When comparing the French and New Zealand sauvignon blancs in the latest work, using 2010 vintage wines, Parr said “French and NZ wines are rated similarly in intensity of ‘mineral’ note … with liking more driven by intensity of fruit and green characteristics.” These fruit and green notes include the varietal thiols of 3MH (passionfruit, grapefruit) and 3MHA (grapefruit, passionfruit, boxwood), and the methoxypyrazine IBMP (green pepper).  Parr added “the flavour notes (fruity, green) overall oppose the mineral/acidity notes … the general pattern seems to be that wines judged lower in the fruity and green flavour notes, are more likely to be judged as mineral.” With the additional types of data gathered in this study Parr hopes to unravel the apparent contradiction that NZ wines were also described as more fruity even though they were described as similarly mineral to the French wines.
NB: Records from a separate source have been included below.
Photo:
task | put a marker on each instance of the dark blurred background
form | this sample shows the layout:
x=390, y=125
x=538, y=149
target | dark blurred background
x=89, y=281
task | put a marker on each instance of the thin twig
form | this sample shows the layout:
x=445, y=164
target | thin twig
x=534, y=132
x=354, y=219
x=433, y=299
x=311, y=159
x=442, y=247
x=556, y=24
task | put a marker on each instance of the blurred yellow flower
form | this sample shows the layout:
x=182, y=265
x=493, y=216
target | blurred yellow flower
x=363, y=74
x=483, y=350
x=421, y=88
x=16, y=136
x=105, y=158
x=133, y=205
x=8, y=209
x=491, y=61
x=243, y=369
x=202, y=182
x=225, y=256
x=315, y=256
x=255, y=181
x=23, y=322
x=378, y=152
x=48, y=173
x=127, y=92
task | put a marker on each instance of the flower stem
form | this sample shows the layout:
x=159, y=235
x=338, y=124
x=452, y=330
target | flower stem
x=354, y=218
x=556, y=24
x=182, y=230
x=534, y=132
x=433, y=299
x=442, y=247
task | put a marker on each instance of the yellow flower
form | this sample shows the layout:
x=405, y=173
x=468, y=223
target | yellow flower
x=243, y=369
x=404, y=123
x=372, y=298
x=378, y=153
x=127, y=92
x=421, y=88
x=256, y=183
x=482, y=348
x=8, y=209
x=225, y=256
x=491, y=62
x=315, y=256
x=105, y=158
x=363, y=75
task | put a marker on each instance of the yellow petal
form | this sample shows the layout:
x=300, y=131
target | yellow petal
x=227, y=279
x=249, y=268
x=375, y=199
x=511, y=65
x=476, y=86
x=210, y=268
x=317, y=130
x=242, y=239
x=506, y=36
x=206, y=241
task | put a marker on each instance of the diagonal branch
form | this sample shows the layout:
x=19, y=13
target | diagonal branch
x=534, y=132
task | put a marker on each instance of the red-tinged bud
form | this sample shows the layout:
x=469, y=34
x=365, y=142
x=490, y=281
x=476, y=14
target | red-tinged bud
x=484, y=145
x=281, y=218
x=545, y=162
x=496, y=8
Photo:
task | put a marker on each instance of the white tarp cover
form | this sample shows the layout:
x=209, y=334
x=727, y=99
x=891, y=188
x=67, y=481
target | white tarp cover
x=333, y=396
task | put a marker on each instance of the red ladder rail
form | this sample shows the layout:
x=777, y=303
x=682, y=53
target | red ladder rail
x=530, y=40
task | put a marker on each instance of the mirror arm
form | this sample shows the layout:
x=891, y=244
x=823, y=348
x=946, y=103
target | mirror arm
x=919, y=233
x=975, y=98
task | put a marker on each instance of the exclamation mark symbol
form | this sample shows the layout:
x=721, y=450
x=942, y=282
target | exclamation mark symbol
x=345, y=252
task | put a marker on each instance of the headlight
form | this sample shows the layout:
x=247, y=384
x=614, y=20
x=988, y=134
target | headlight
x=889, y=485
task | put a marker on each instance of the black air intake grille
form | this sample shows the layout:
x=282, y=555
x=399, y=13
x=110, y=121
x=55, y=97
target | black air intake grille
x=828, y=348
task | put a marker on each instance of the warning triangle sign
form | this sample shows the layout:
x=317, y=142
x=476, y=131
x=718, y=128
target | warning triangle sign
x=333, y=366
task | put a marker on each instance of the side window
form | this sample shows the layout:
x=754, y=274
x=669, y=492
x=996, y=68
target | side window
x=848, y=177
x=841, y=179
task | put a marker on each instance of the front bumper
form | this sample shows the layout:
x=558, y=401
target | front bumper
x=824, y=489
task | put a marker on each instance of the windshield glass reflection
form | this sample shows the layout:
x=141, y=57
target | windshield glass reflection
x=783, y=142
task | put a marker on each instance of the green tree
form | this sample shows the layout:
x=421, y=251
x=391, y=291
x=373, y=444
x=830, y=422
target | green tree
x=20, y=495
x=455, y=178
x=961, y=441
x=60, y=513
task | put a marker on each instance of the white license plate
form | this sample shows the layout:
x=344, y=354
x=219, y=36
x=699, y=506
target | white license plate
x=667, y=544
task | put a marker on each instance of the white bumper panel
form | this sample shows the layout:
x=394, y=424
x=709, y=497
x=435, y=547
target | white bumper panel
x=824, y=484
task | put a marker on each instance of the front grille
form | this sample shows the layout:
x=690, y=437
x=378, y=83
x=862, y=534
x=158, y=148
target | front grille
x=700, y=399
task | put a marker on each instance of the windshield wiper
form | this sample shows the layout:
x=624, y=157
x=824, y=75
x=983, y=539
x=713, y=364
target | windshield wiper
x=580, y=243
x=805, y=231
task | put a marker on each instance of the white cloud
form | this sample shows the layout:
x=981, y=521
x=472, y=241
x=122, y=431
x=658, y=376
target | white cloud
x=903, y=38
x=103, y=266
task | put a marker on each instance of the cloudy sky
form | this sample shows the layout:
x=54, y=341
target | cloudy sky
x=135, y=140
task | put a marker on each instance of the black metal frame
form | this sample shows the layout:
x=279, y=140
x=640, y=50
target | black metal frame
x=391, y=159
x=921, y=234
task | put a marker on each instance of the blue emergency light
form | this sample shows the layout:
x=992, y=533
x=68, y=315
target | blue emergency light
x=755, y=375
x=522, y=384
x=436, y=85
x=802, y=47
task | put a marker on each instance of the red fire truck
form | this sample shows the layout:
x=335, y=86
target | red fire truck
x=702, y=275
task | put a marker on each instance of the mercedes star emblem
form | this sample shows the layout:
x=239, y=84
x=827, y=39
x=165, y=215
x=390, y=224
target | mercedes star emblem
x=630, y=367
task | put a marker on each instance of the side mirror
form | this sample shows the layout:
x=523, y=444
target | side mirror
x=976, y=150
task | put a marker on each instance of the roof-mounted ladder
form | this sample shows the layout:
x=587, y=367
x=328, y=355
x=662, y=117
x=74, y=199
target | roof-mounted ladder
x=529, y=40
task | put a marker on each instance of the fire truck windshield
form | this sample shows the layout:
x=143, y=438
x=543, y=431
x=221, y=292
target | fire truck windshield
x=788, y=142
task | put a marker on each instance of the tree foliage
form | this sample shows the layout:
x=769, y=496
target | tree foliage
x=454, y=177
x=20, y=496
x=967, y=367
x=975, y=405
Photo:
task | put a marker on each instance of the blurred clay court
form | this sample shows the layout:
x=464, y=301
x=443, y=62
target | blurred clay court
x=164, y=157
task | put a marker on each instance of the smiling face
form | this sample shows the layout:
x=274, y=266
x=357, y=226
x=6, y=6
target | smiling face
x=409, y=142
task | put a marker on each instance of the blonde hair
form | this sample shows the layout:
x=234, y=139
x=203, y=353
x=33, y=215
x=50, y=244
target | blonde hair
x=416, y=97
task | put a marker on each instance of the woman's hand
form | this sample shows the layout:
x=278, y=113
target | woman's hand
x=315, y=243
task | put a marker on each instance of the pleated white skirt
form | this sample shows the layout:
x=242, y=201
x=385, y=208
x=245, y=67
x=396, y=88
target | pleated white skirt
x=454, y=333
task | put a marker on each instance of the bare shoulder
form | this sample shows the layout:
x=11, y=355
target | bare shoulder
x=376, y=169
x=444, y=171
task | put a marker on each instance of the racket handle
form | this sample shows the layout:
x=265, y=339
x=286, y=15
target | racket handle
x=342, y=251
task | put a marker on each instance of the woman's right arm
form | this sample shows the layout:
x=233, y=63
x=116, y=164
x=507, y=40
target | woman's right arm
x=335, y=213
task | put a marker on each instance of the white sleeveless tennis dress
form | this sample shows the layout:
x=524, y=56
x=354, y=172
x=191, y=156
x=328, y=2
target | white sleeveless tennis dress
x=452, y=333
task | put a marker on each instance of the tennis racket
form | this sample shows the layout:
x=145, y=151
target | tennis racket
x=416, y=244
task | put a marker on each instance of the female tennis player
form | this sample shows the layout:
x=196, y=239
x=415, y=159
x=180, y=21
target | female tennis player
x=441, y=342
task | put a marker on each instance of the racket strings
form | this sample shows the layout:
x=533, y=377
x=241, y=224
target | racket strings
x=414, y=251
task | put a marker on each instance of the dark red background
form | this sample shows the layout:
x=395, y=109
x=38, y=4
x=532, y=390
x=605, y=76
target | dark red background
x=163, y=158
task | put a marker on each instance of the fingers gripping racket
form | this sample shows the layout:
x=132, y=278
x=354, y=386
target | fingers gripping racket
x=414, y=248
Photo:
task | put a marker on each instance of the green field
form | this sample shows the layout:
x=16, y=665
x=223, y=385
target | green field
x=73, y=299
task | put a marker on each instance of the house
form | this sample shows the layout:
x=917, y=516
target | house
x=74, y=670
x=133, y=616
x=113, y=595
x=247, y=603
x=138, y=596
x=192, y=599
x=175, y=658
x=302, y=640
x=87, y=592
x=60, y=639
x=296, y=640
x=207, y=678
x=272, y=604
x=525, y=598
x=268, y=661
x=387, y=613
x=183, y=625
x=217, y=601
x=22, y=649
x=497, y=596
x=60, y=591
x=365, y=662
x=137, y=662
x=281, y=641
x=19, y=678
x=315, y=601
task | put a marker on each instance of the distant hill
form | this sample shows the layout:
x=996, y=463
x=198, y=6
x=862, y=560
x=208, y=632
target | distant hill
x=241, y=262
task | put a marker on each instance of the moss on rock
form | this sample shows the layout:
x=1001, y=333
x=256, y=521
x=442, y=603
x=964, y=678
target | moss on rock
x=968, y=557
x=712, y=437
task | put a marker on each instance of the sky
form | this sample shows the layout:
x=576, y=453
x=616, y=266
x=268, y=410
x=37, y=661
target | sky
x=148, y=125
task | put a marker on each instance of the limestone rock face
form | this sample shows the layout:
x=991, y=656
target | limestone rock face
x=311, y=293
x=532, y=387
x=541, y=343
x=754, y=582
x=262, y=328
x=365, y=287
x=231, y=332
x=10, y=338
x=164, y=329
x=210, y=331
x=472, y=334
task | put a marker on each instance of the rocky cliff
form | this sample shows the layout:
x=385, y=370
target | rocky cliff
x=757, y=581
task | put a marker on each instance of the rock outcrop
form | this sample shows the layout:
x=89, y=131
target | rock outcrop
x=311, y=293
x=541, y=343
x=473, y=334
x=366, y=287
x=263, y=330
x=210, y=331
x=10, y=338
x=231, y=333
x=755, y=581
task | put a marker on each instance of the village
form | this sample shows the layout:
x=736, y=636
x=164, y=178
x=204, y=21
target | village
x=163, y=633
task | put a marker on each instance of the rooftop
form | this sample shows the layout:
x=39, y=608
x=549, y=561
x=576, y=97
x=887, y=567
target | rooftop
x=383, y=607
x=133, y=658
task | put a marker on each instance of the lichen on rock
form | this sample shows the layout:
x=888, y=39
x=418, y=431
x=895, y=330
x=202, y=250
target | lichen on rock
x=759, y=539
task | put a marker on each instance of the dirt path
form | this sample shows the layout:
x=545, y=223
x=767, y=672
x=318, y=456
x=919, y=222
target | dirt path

The research is showing that perception of minerality is, indeed, multi-modal. Parr said “perception of mineral was evidenced in all three situations in our study, i.e. nose-only, full tasting and palate-only (taste and touch, a nose-clip was used).”  She added “the greatest separation appears to have occurred in the nose-only condition, which goes against some wine producers’ arguments that mineral cannot be smelled.” There is also a link between perceived minerality and perceived higher acidity. Further work is being done.

Exhaustive analysis of many mineral elements in the wines has just begun with early results suggesting there are some differences between the French and Marlborough wines. Concentrations of magnesium, potassium, calcium, sodium, rubidium, strontium, aluminium, iron, manganese, silicon, lanthanum, phosphorus, sulphur, barium, copper, molybdenum, nickel and zinc have been calculated and Parr hopes to report the specific differences soon.

Any link between mineral element concentrations and perception of minerality sounds a bit like searching for the holy grail, but it’s important our scientists pursue this to its natural positive or negative conclusion.

Technical table

Category Shorthand Longhand Aroma
VSC (implicated in reduction +/or perceived minerality link?) DMS Dimethyl sulphide Quince, truffle
Ditto H2S Hydrogen sulphide Rotten eggs
Ditto Methanethiol Stagnant water, halitosis
Ditto Ethanethiol Onion, rubber
Ditto Diethyl sulphide Ether
Ditto DMS Dimethyl disulphide Quince, asparagus
Varietal thiols in sauvignon blanc (linked with typical fruity notes) 3MH 3-mercaptohexan-1-ol Passionfruit, grapefruit
Ditto 3MHA 3-mercaptohexyl acetate Box, broom
Ditto 4MMP 4-mercapto-4-methylpentan-2-one Box, broom
Other thiols measured E2SA Ethyl-2-sulfanylacetate Baked beans
Ditto BMT Benzenemethanethiol Flinty/mineral
Methoxypyrazine IBMP Isobutyl methoxypyrazine Green pepper

Source: compiled from various sources


2 Responses to “Describing minerality”

  1. David W. Hubenak Says:

    Very informative piece! Can you tell, in basic terms, what the difference is (as it pertains to wine) between organic and inorganic minerality?

  2. Sally Says:

    How about we can get minerality sorted before we start to subdivide it?